Corticosteroid Therapy and Severity of Vasogenic Edema in Posterior Reversible Encephalopathy Syndrome

Neal S Parikh a,*, Andrew D Schweitzer b,*, Robert J Young e, Ashley E Giambrone c, John Lyo e, Sasan Karimi e, Anna Knobel f, Ajay Gupta b,d, Babak B Navi a,d
PMCID: PMC5663311  NIHMSID: NIHMS890125  PMID: 28870548

Abstract

Background

Posterior reversible encephalopathy syndrome (PRES) is a variable cerebrovascular syndrome associated with hypertension and autoregulatory failure. Steroids have been reported to both precipitate and treat PRES. We sought to determine the prevalence of steroid therapy at the time of PRES and to assess the relationship between steroid therapy and extent of vasogenic edema.

Methods

We performed a retrospective review of radiology reports between 2008 and 2014 from two academic medical centers to identify cases of PRES. Clinical and radiographic data were collected. Descriptive statistics were used to determine the prevalence of corticosteroid therapy at the time of PRES onset and the latency from steroid initiation to PRES onset.

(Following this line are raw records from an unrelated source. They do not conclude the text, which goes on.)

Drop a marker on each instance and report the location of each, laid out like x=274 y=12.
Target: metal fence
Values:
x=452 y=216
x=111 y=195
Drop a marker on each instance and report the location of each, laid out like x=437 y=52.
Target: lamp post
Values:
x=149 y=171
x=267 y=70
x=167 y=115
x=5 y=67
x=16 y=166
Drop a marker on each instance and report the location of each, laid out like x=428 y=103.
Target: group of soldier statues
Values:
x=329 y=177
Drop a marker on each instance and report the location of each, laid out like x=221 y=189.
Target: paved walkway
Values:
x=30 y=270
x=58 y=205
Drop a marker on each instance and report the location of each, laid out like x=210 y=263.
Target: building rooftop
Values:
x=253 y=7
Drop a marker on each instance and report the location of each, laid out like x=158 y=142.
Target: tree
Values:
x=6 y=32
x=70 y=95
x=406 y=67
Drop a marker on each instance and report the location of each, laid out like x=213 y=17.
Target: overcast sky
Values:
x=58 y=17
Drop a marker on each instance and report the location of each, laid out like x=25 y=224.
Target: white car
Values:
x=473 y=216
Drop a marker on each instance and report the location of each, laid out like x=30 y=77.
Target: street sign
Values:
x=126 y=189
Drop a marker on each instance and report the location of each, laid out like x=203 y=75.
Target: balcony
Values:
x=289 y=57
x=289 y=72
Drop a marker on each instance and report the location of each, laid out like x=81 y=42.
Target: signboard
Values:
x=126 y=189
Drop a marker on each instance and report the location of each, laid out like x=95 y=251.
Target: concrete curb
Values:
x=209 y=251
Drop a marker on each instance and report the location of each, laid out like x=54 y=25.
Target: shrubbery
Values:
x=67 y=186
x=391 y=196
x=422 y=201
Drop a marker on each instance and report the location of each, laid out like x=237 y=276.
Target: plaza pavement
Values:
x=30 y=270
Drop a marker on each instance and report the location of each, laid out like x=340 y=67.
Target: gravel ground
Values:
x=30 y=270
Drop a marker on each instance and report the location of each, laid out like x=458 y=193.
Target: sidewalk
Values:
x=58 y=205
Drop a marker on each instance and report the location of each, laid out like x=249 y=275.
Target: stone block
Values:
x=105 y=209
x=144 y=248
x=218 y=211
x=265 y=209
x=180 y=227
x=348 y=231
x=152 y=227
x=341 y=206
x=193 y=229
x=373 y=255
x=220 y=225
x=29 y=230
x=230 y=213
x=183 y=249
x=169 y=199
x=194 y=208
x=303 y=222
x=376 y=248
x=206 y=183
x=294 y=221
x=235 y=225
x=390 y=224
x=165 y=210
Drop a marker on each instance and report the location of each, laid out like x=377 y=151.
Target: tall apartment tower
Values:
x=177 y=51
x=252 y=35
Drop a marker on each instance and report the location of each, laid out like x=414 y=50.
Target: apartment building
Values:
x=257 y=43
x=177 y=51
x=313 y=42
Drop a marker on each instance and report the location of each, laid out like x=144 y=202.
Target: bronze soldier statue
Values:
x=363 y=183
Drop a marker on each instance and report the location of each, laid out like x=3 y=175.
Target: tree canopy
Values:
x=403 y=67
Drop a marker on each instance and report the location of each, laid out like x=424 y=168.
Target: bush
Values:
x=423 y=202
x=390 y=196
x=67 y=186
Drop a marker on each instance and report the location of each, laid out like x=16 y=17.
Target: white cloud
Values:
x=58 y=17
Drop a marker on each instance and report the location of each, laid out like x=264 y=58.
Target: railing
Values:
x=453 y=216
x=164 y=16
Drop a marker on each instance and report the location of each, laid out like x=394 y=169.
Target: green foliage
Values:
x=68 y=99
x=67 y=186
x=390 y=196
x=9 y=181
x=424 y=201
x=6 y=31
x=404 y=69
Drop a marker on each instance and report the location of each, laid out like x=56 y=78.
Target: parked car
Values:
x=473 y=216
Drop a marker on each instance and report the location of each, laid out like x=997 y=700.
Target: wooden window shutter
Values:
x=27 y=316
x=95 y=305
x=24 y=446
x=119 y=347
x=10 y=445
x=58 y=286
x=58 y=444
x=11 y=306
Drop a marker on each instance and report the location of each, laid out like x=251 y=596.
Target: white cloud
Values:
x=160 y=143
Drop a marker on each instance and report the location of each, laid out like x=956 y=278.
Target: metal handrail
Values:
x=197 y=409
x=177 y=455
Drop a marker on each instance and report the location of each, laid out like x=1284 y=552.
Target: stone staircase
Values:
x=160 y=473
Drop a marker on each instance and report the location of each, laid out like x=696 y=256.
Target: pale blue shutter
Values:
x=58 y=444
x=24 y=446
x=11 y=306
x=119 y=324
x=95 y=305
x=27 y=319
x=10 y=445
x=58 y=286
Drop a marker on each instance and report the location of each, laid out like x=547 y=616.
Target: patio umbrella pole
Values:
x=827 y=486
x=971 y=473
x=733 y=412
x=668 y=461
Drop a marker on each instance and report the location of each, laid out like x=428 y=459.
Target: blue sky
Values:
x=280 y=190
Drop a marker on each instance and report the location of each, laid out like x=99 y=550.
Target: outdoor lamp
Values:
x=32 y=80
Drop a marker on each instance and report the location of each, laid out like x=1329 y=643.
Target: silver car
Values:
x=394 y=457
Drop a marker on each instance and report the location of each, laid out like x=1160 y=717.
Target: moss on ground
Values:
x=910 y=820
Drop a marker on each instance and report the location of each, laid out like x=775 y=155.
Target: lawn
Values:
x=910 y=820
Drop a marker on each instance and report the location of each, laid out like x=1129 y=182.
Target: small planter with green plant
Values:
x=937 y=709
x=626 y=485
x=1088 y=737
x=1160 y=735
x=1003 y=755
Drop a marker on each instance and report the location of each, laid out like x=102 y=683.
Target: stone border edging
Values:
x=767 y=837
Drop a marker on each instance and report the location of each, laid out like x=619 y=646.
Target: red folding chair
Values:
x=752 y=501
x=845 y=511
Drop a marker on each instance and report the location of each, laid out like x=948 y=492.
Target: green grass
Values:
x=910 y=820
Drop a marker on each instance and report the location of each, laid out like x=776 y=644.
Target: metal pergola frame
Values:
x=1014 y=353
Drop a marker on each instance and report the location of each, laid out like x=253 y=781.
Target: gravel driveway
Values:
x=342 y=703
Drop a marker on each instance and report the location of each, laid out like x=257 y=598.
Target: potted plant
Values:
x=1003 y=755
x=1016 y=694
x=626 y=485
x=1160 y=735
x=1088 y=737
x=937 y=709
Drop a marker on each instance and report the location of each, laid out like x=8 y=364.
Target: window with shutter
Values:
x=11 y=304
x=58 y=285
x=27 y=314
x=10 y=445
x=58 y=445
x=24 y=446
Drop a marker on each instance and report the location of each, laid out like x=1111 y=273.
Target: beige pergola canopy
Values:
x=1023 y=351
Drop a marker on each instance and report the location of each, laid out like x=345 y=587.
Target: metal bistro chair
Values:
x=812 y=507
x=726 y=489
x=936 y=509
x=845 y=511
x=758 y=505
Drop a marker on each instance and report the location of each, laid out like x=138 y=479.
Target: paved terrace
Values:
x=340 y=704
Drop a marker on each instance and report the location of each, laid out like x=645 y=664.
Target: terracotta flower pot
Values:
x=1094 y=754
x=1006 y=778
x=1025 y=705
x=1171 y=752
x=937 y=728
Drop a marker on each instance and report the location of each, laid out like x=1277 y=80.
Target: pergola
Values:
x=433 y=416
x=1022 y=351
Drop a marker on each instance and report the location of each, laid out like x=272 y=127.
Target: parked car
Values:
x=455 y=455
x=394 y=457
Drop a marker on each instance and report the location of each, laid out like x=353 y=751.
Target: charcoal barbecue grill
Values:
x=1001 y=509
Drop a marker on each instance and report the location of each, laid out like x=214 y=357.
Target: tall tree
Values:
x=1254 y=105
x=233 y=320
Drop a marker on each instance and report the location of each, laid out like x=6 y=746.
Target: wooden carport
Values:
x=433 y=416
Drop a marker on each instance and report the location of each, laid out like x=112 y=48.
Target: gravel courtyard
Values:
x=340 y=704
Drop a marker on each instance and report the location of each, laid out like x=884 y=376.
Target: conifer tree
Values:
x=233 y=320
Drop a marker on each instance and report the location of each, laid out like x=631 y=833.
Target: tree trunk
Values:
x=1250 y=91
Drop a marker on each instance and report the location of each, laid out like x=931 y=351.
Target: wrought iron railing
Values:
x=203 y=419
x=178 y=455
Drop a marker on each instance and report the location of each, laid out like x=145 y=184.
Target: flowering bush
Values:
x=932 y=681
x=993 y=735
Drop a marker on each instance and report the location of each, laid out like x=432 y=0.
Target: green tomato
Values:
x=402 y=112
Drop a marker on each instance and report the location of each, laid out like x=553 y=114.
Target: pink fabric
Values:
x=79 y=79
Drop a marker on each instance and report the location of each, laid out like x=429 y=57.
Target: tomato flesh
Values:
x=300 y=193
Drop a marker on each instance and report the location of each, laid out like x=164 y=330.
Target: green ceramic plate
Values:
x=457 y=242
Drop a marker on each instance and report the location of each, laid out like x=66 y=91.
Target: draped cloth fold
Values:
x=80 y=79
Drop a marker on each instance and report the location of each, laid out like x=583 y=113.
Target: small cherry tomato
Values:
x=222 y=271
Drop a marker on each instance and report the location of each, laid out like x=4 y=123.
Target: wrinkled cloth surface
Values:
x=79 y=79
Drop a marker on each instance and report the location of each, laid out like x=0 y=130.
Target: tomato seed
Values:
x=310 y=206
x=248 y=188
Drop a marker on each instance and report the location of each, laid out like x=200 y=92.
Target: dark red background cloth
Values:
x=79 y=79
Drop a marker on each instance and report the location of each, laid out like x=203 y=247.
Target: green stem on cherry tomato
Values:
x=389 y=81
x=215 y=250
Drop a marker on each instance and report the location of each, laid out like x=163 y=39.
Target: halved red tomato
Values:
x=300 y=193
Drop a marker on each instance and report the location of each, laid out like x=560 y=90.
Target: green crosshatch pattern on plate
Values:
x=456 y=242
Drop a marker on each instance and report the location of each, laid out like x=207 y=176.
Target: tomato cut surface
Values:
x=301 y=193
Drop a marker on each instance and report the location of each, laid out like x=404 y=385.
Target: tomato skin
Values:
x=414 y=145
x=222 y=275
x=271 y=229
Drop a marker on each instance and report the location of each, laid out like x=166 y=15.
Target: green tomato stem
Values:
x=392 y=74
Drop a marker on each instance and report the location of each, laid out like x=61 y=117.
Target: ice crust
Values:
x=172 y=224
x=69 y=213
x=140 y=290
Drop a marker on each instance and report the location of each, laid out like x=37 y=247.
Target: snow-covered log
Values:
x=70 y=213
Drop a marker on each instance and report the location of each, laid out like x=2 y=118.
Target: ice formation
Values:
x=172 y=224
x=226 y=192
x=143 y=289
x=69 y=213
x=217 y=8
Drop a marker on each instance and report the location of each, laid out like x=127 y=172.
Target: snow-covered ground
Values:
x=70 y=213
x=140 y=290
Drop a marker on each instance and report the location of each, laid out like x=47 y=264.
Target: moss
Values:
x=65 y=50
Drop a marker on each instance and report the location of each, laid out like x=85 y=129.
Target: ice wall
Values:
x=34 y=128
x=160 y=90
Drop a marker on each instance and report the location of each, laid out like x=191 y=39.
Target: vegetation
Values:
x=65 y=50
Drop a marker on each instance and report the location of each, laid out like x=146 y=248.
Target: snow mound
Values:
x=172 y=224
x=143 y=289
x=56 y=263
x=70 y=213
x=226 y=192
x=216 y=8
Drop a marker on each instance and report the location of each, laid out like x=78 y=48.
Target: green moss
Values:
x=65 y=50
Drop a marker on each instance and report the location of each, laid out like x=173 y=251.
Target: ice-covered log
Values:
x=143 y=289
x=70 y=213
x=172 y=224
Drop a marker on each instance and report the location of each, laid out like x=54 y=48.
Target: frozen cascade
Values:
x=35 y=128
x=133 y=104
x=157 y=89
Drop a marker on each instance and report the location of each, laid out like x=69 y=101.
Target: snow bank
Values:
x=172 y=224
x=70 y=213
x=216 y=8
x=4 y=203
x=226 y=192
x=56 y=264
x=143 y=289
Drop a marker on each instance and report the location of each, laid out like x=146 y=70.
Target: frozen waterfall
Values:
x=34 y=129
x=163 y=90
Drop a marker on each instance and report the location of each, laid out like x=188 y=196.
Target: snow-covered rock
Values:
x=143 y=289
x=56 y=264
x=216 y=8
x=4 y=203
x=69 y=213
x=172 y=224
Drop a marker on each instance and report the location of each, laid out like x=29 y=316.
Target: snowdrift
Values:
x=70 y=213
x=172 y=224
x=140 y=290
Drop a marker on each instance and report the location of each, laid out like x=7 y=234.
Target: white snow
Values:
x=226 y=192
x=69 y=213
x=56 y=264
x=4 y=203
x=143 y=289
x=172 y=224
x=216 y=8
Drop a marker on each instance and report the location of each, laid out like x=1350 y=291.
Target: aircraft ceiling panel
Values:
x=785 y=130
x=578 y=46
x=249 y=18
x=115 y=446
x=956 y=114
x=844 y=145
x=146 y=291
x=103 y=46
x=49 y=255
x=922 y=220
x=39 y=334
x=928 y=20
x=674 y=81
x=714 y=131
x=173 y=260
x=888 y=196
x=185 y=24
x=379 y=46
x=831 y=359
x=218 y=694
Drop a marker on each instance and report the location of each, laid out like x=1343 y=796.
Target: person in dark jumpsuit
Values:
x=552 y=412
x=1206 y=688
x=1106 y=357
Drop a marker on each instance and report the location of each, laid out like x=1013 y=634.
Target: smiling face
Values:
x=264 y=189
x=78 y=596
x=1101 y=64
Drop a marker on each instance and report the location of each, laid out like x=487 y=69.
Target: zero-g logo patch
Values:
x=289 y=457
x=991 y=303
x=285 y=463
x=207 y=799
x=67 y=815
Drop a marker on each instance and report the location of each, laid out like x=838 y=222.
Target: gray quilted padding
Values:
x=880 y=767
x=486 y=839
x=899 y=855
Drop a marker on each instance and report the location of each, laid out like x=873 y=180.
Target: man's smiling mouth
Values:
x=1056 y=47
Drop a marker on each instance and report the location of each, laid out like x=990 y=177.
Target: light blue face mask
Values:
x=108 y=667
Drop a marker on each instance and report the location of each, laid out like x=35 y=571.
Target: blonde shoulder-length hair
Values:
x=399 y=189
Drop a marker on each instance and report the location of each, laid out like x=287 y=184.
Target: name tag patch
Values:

The association between steroid therapy and extent of vasogenic edema was assessed in multiple regression models.

Results

We identified 99 cases of PRES in 96 patients. The median age was 55 years (IQR 30–65) and 74% were women. Steroid therapy at time of PRES onset was identified in 44 of 99 cases. Excluding patients on chronic therapy, the median duration of steroid exposure before PRES onset was 6 (IQR, 3–10) days. Steroid therapy was not associated with extent of vasogenic edema in unadjusted or linear and logistic regression models adjusted for age, sex, and maximum systolic blood pressure on day of onset.

Conclusion

Corticosteroid therapy, often of brief duration, frequently preceded the onset of PRES and was not associated with severity of vasogenic edema.

Keywords: Posterior reversible encephalopathy syndrome, hypertension, corticosteroids, vasogenic edema

INTRODUCTION

Posterior reversible encephalopathy syndrome (PRES) is a cerebrovascular syndrome characterized by acute neurological symptoms accompanied by typically reversible vasogenic edema [11, 17]. Symptoms can include headache, confusion, vision changes, seizures, and focal neurological deficits [27]. At its core, PRES is thought to result from disordered or failed cerebrovascular autoregulation and is often preceded by hypertension [11, 26, 41]. An alternate model posits that PRES results from inflammation- mediated endothelial dysfunction [2].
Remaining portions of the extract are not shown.